The photographer delivers these pieces with a charming off-the- cough air. Apparently, this is no put-on. In Bill Cunningham New York, Richard Press’s fine documentary about the photographer that opened at Film Forum last year, Cunningham is depicted taping his weekly segment. He sits at a table, takes a few seconds to gather his thoughts, and then starts riffing into the microphone in apparent stream of consciousness. Whereas at other points of the movie the photographer is portrayed torturing his designer with painstaking layout decisions and deadline-bending edits, he approaches the online narration nonchalantly, as if he is gossiping with a friend.
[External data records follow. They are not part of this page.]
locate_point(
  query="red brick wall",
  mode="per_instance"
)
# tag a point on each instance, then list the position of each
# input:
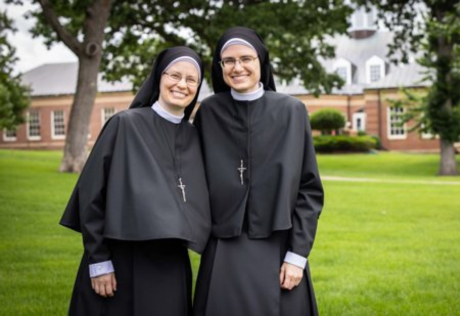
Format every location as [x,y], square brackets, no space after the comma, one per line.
[45,106]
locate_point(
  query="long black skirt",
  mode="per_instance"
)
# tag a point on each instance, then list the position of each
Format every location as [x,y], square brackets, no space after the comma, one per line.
[240,276]
[153,278]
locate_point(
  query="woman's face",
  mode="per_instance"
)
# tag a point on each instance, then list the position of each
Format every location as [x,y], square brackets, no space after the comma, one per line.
[176,94]
[242,77]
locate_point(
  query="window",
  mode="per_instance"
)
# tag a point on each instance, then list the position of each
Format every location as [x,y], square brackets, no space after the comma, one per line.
[359,121]
[396,127]
[58,124]
[375,73]
[33,128]
[344,69]
[107,114]
[375,69]
[342,72]
[9,135]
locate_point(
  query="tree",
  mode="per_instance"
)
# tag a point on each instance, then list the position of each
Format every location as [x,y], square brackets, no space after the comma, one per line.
[433,28]
[14,97]
[120,38]
[327,120]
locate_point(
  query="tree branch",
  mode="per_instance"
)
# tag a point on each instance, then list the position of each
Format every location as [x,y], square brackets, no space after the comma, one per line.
[71,42]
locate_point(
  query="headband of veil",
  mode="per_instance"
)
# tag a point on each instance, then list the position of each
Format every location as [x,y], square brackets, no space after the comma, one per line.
[150,90]
[250,36]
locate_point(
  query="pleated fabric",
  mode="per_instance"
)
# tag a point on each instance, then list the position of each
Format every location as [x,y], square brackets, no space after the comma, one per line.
[153,278]
[240,276]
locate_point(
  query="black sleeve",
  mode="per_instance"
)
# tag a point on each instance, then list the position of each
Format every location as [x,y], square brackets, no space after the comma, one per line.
[85,211]
[310,200]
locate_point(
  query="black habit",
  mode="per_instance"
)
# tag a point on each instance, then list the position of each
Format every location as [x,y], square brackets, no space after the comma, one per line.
[272,210]
[130,210]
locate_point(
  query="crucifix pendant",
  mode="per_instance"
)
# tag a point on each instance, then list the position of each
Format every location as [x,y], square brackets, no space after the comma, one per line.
[182,187]
[241,170]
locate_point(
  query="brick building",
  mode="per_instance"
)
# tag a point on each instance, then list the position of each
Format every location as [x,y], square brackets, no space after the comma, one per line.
[361,60]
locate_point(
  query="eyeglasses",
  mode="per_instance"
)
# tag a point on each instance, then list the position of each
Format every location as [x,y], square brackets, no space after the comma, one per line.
[230,62]
[177,77]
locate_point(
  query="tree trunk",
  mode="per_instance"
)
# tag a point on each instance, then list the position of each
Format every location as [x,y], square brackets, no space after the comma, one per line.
[75,152]
[448,164]
[89,54]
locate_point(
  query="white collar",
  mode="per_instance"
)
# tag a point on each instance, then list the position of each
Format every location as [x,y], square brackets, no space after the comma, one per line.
[176,119]
[249,96]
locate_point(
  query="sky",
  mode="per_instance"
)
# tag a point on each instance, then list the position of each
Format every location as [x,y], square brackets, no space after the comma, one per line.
[31,51]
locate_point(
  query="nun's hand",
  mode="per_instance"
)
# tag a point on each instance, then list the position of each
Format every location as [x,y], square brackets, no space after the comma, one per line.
[290,276]
[105,285]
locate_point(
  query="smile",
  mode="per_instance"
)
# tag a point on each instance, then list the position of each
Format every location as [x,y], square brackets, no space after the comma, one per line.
[178,94]
[239,77]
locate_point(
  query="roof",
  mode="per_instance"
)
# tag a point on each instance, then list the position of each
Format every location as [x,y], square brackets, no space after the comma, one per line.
[61,78]
[410,75]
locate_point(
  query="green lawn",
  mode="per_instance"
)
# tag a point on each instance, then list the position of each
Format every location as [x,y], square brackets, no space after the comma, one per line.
[381,249]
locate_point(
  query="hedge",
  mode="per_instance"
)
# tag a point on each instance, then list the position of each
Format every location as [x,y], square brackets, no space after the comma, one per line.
[341,143]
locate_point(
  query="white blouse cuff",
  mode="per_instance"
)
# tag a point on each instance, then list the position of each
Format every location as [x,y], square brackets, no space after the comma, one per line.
[100,268]
[295,259]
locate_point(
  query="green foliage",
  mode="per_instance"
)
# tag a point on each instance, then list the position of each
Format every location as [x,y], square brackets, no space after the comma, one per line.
[341,143]
[14,97]
[327,120]
[294,31]
[433,29]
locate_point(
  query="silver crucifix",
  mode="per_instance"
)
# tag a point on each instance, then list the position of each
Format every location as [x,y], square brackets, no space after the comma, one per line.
[241,169]
[182,187]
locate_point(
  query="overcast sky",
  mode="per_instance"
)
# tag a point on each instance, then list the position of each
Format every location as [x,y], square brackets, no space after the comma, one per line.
[31,51]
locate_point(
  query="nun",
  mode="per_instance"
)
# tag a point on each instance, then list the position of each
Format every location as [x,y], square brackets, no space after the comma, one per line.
[265,190]
[141,200]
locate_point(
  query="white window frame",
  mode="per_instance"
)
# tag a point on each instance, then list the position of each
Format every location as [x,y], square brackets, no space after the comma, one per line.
[7,138]
[367,19]
[53,132]
[342,62]
[29,137]
[375,61]
[103,120]
[356,116]
[404,126]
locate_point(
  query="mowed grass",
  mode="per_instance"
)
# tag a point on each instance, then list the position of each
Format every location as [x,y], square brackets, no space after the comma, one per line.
[381,248]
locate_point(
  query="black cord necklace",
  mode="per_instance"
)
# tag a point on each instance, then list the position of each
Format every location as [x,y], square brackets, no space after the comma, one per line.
[176,162]
[241,168]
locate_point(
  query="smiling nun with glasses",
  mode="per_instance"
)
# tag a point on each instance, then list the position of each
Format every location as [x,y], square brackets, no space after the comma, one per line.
[265,190]
[142,200]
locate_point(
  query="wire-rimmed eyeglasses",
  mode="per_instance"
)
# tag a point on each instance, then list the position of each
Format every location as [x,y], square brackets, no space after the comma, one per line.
[177,77]
[230,62]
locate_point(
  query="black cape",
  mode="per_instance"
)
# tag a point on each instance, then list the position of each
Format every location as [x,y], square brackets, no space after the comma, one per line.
[282,189]
[128,187]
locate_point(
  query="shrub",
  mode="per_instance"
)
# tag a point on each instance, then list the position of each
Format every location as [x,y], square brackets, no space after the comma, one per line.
[330,144]
[327,120]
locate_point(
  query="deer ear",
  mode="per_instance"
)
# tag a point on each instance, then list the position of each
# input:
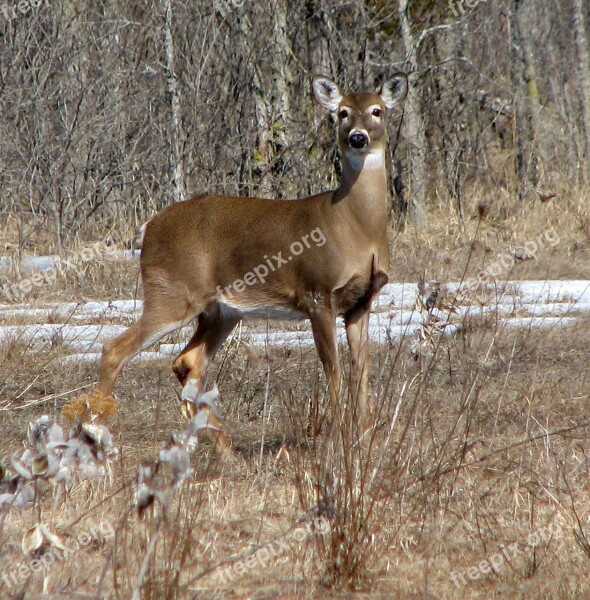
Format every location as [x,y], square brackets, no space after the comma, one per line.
[394,90]
[327,93]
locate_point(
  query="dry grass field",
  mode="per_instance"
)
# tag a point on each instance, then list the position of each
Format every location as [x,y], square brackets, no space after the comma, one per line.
[473,484]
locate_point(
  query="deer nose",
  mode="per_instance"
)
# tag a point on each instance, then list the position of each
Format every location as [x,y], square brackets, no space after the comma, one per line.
[358,139]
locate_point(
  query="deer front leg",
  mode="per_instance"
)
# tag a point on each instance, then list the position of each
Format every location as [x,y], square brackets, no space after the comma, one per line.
[323,325]
[191,365]
[357,333]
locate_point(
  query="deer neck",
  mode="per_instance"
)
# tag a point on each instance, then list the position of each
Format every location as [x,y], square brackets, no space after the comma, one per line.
[363,188]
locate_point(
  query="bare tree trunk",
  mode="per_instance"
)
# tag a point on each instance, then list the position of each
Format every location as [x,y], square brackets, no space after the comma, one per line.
[416,195]
[176,160]
[583,74]
[282,78]
[526,99]
[533,106]
[318,48]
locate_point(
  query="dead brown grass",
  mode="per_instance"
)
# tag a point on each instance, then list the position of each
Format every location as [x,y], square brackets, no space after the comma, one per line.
[482,444]
[489,448]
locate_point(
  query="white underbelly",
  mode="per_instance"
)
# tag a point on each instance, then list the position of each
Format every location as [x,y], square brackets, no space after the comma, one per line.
[249,313]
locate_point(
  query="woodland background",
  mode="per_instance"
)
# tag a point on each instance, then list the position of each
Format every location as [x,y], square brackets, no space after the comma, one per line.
[110,111]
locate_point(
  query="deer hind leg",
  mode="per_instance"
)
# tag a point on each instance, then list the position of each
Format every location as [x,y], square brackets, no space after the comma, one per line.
[156,321]
[191,365]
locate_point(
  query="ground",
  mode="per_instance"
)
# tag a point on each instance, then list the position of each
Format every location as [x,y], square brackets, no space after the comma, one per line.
[474,483]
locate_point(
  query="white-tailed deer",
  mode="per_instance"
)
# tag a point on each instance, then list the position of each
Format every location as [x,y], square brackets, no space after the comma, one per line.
[221,259]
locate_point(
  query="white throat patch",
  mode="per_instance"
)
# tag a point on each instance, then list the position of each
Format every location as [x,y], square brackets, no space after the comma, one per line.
[371,160]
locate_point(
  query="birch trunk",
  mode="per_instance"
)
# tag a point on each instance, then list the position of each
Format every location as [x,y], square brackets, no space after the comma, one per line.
[416,194]
[176,159]
[583,75]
The effect is wondrous: Suddenly, the website of the world’s greatest news organization appears hijacked by an elderly eccentric, sounding off in a highly idiosyncratic manner about his field of expertise. In discussing his pictures, the photo journalist becomes part professor, part artist, part radio DJ, and part town nut. Digesting the segment is a wholly unique experience. 

Perhaps more pertinently, with his web columns the octogenarian achieves a goal that has eluded sundry younger journalists, availing himself of new technological possibilities without abandoning his original print mission or submitting to wanton Internet glitz. Rather, Cunningham uses the web to illuminate—and, arguably, improve upon—his work for the newspaper. The On the Street columns that run in the Sunday Times (and are faithfully archived on the website alongside the videos) speak to the fashion cognoscenti. To readers such as myself, unversed in the trade, their significance can grow fuzzy: What, exactly, unites these photographs? Why does it matter that this hodgepodge of Midtown office-workers are wearing scarves? Aside from the fact that they appear to be loitering outside of Tiffany & Co., how are these women channeling Truman Capote? It is with his web performances that Cunningham draws out the map. Within a few minutes, even a fashion ignoramus fully understands the week’s spread of photographs and is dosed with the photographer’s teeming zeal for his subject. The segment offers the perfect application of a multimedia feature. It is cultural criticism at its absolute finest.